Herr Elgert, dass Ihre Schalker U 19-Mannschaft die Hinrunde der A-Junioren-Bundesliga auf Rang zwei, nur einen Punkt hinter dem BVB beendet hat, war nach dem holprigen Start nicht unbedingt absehbar. Norbert Elgert: Das ist richtig. Wir haben uns in der Meisterschaft sukzessive zu einem richtigen Team entwickelt und stehen vor Spitzenmannschaften wie dem 1. FC Köln und dem VfL Bochum, was uns alle Chancen für die Rückrunde lässt. Dass wir so gut gepunktet haben, ist das Resultat von intensivem, hochkonzentriertem Training. Die Mannschaft hat sich mit der Zeit immer besser gefunden.

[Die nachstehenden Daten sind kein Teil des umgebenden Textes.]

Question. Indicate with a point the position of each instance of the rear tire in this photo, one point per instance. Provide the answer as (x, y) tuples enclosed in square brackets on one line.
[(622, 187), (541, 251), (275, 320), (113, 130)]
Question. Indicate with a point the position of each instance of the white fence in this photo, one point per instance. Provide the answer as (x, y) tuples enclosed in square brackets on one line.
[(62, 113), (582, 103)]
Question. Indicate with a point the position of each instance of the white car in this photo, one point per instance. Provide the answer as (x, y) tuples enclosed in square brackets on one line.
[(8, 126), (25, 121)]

In Youth League musste Schalke hingegen viel Lehrgeld bezahlen. Mit nur einem einzigen Punkt aus sechs Spielen ist Ihre Mannschaft ausgeschieden.

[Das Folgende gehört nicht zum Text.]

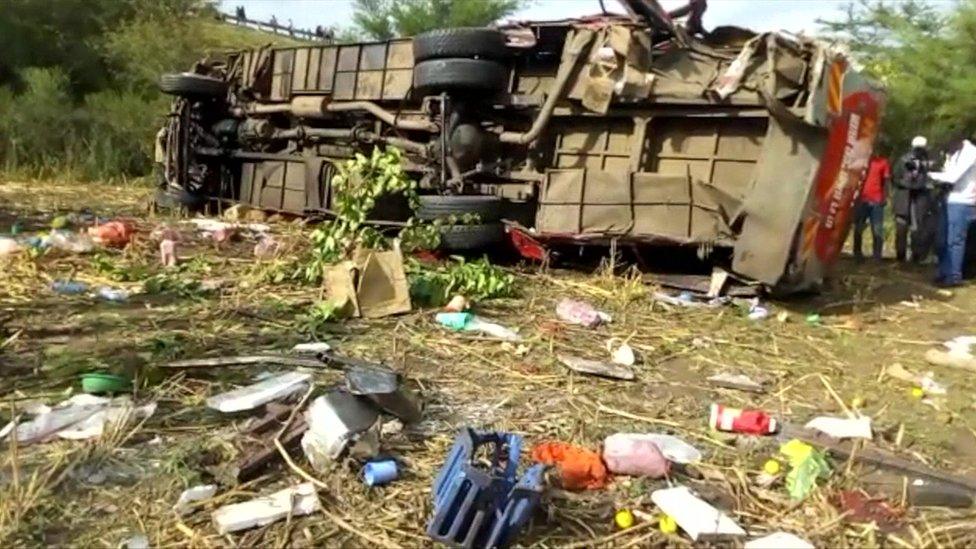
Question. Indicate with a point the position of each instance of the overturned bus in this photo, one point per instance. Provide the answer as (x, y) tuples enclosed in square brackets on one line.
[(639, 129)]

Elgert: Ja, das tut weh. Rein von den Ergebnissen war das brutal schwach und zeigt, dass wir uns zumindest derzeit nicht mit der europäischen Spitze messen können. Wir konnten das aber über viele Jahre, und ich bin sicher, dass wir das auch irgendwann wieder können, wenn wir im Verein gemeinsam die richtigen Entscheidungen treffen.

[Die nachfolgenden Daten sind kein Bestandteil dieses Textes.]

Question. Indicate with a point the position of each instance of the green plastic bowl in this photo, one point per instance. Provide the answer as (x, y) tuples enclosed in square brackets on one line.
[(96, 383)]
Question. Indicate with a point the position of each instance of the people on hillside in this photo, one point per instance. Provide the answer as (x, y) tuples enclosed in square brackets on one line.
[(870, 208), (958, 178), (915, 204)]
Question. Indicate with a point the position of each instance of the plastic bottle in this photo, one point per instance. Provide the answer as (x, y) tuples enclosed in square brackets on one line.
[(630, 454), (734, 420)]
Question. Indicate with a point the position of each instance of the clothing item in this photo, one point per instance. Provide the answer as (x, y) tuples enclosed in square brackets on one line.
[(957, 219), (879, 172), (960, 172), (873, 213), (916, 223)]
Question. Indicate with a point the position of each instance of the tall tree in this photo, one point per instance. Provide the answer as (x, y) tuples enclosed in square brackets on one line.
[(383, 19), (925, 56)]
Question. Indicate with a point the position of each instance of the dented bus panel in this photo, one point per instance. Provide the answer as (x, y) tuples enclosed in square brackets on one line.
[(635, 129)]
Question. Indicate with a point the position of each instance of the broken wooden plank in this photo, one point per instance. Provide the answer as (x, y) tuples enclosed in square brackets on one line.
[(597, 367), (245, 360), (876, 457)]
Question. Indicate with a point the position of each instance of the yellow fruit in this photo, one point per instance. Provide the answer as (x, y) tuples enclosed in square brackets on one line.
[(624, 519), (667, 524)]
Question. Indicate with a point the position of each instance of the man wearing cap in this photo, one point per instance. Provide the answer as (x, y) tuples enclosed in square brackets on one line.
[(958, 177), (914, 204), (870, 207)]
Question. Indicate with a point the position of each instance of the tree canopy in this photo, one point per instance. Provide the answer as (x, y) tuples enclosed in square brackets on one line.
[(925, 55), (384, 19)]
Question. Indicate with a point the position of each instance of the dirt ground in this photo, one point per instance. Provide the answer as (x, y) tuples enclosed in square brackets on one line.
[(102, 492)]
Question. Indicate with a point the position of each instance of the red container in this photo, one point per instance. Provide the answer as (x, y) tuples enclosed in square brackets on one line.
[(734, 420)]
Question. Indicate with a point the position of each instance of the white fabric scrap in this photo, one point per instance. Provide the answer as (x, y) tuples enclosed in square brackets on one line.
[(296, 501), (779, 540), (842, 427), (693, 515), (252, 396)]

Werden in der Winterpause neue Spieler zur U 19 stoßen? Elgert: Ich wünsche mir schon, dass uns eine Verstärkung für die Rückrunde gelingt. Als Vorgriff auf die neue Saison. Uns allen ist bewusst, dass wir uns verstärken müssen, um auch den einen oder anderen Spieler mehr zu haben, der den Sprung in den Profikader schaffen kann.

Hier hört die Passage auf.